December 9, 2016

A scatter plot

p <- qplot(x, y, data = bivar); p

A linear fit

p + geom_smooth(method = "lm")

A polynomial fit

p + geom_smooth(method = "lm", formula = y ~ poly(x, 5))

Another polynomial fit

p + geom_smooth(method = "lm", formula = y ~ poly(x, 20))

A spline smooth

p + geom_smooth(method = "gam", formula = y ~ s(x))

A loess smooth

p + geom_smooth(method = "loess")  ## Actually the default

Smoothing with ggplot2

The geom_smooth function easily adds misc. model fits or scatter plot smoothers to the scatter plot.

The stat_smooth function is reponsible for delegating the computations. See ?stat_smooth.

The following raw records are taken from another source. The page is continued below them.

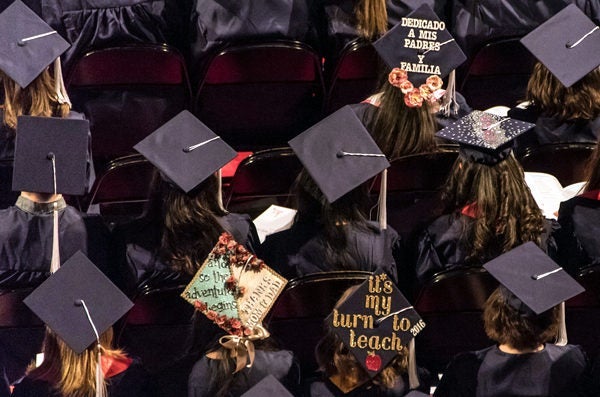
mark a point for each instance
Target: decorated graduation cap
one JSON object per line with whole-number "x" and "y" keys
{"x": 535, "y": 283}
{"x": 568, "y": 44}
{"x": 79, "y": 303}
{"x": 485, "y": 138}
{"x": 185, "y": 151}
{"x": 339, "y": 153}
{"x": 376, "y": 322}
{"x": 28, "y": 46}
{"x": 421, "y": 45}
{"x": 235, "y": 289}
{"x": 51, "y": 156}
{"x": 268, "y": 386}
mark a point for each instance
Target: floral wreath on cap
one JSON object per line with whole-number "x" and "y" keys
{"x": 431, "y": 91}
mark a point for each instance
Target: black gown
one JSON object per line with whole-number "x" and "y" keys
{"x": 279, "y": 363}
{"x": 133, "y": 382}
{"x": 555, "y": 371}
{"x": 441, "y": 245}
{"x": 578, "y": 239}
{"x": 300, "y": 250}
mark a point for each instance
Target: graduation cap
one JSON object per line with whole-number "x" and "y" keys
{"x": 186, "y": 151}
{"x": 339, "y": 153}
{"x": 421, "y": 45}
{"x": 78, "y": 302}
{"x": 51, "y": 155}
{"x": 535, "y": 283}
{"x": 568, "y": 44}
{"x": 376, "y": 322}
{"x": 485, "y": 138}
{"x": 268, "y": 386}
{"x": 28, "y": 44}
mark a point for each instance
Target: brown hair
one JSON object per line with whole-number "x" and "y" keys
{"x": 37, "y": 99}
{"x": 400, "y": 130}
{"x": 72, "y": 374}
{"x": 505, "y": 325}
{"x": 506, "y": 212}
{"x": 190, "y": 228}
{"x": 335, "y": 358}
{"x": 580, "y": 101}
{"x": 371, "y": 18}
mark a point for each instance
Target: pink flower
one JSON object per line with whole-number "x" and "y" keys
{"x": 434, "y": 82}
{"x": 406, "y": 87}
{"x": 413, "y": 99}
{"x": 397, "y": 76}
{"x": 211, "y": 315}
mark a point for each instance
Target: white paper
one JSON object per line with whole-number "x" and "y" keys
{"x": 549, "y": 193}
{"x": 274, "y": 219}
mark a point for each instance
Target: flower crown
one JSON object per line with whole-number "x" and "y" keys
{"x": 431, "y": 91}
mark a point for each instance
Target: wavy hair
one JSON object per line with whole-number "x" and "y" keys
{"x": 190, "y": 227}
{"x": 371, "y": 18}
{"x": 72, "y": 374}
{"x": 400, "y": 130}
{"x": 37, "y": 99}
{"x": 506, "y": 212}
{"x": 580, "y": 101}
{"x": 335, "y": 358}
{"x": 505, "y": 325}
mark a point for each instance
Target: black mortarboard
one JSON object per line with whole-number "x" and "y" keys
{"x": 268, "y": 386}
{"x": 186, "y": 151}
{"x": 421, "y": 45}
{"x": 534, "y": 279}
{"x": 39, "y": 140}
{"x": 568, "y": 44}
{"x": 376, "y": 323}
{"x": 58, "y": 302}
{"x": 28, "y": 44}
{"x": 339, "y": 153}
{"x": 485, "y": 138}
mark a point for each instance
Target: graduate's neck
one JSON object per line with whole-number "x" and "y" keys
{"x": 506, "y": 348}
{"x": 41, "y": 197}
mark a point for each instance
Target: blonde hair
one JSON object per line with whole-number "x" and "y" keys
{"x": 371, "y": 18}
{"x": 72, "y": 374}
{"x": 39, "y": 98}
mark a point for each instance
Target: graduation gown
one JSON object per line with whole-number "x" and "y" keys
{"x": 279, "y": 363}
{"x": 441, "y": 246}
{"x": 578, "y": 239}
{"x": 133, "y": 382}
{"x": 554, "y": 371}
{"x": 144, "y": 264}
{"x": 301, "y": 250}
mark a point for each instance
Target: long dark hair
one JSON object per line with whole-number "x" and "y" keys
{"x": 331, "y": 218}
{"x": 400, "y": 130}
{"x": 506, "y": 212}
{"x": 190, "y": 228}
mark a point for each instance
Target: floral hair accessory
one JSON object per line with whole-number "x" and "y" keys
{"x": 431, "y": 91}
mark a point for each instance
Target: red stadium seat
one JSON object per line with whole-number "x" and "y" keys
{"x": 354, "y": 75}
{"x": 126, "y": 93}
{"x": 262, "y": 94}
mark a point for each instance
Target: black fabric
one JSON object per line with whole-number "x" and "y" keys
{"x": 279, "y": 363}
{"x": 90, "y": 24}
{"x": 133, "y": 382}
{"x": 551, "y": 129}
{"x": 441, "y": 245}
{"x": 555, "y": 371}
{"x": 578, "y": 239}
{"x": 301, "y": 250}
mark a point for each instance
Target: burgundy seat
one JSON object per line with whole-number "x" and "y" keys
{"x": 261, "y": 94}
{"x": 126, "y": 93}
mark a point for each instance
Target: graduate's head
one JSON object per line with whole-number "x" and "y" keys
{"x": 579, "y": 101}
{"x": 505, "y": 325}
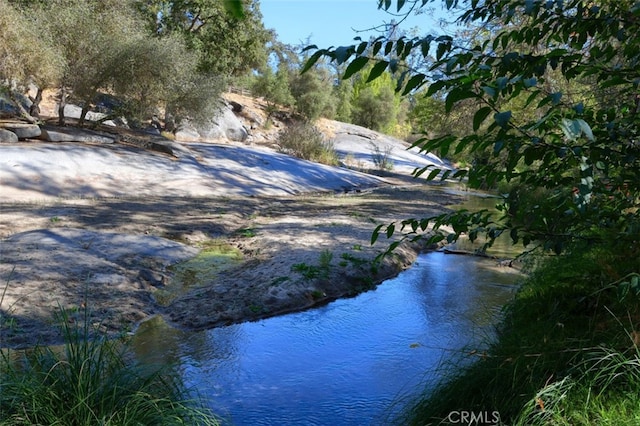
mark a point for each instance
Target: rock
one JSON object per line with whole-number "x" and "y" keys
{"x": 224, "y": 126}
{"x": 7, "y": 136}
{"x": 23, "y": 130}
{"x": 70, "y": 134}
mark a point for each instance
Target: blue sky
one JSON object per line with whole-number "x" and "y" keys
{"x": 332, "y": 22}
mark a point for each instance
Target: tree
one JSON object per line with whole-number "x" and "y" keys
{"x": 581, "y": 148}
{"x": 274, "y": 88}
{"x": 27, "y": 55}
{"x": 313, "y": 92}
{"x": 227, "y": 44}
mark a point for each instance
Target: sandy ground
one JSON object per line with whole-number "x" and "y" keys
{"x": 213, "y": 235}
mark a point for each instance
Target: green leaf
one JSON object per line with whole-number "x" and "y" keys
{"x": 391, "y": 228}
{"x": 234, "y": 8}
{"x": 433, "y": 174}
{"x": 377, "y": 70}
{"x": 480, "y": 116}
{"x": 375, "y": 234}
{"x": 415, "y": 81}
{"x": 342, "y": 53}
{"x": 502, "y": 118}
{"x": 355, "y": 66}
{"x": 312, "y": 60}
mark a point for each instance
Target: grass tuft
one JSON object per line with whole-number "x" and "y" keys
{"x": 91, "y": 380}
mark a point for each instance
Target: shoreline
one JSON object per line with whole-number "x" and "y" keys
{"x": 281, "y": 239}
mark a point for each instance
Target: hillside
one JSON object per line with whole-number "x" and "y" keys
{"x": 136, "y": 226}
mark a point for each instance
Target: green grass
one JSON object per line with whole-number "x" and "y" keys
{"x": 91, "y": 380}
{"x": 566, "y": 352}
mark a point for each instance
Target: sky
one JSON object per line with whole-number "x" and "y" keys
{"x": 334, "y": 22}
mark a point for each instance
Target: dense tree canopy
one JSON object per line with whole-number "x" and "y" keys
{"x": 228, "y": 44}
{"x": 554, "y": 91}
{"x": 89, "y": 47}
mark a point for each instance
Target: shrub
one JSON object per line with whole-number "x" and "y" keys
{"x": 381, "y": 157}
{"x": 304, "y": 141}
{"x": 90, "y": 381}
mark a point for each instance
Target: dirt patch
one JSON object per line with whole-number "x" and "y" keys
{"x": 296, "y": 252}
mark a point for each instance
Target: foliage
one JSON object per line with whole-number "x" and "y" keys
{"x": 375, "y": 105}
{"x": 92, "y": 381}
{"x": 565, "y": 354}
{"x": 381, "y": 157}
{"x": 88, "y": 47}
{"x": 27, "y": 54}
{"x": 579, "y": 146}
{"x": 304, "y": 140}
{"x": 313, "y": 92}
{"x": 227, "y": 44}
{"x": 274, "y": 88}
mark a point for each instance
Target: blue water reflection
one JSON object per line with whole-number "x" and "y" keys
{"x": 351, "y": 362}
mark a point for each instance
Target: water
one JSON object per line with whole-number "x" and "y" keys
{"x": 352, "y": 362}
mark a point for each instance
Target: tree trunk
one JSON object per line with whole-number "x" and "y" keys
{"x": 34, "y": 109}
{"x": 61, "y": 104}
{"x": 23, "y": 112}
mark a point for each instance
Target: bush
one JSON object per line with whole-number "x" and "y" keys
{"x": 90, "y": 381}
{"x": 303, "y": 140}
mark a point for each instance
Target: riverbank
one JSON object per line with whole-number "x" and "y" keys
{"x": 566, "y": 353}
{"x": 209, "y": 235}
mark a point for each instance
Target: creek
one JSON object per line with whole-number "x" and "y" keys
{"x": 354, "y": 361}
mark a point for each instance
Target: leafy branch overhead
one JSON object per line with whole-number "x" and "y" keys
{"x": 552, "y": 89}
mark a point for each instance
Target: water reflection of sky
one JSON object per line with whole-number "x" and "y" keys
{"x": 347, "y": 363}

Spline smoothing is performed via the gam function in the mgcv package, whereas loess smoothing is via the loess function in the stats package.

Any "smoother" can be used that supports a formula interface and has a prediction function adhering to the standards of predict.lm.

Running mean

Implementation assuming \(y\) in correct order.

runMean <- function(y, m) {
  n <- length(y)
  k <- 2 * m + 1
  y <- y / k
  s <- rep(NA, n)
  s[m + 1] <- sum(y[1:k])
  for(i in (m + 1):(n - m - 1)) 
    s[i + 1] <- s[i] - y[i - m] + y[i + 1 + m]
  s
}

(See filter for a much faster alternative.)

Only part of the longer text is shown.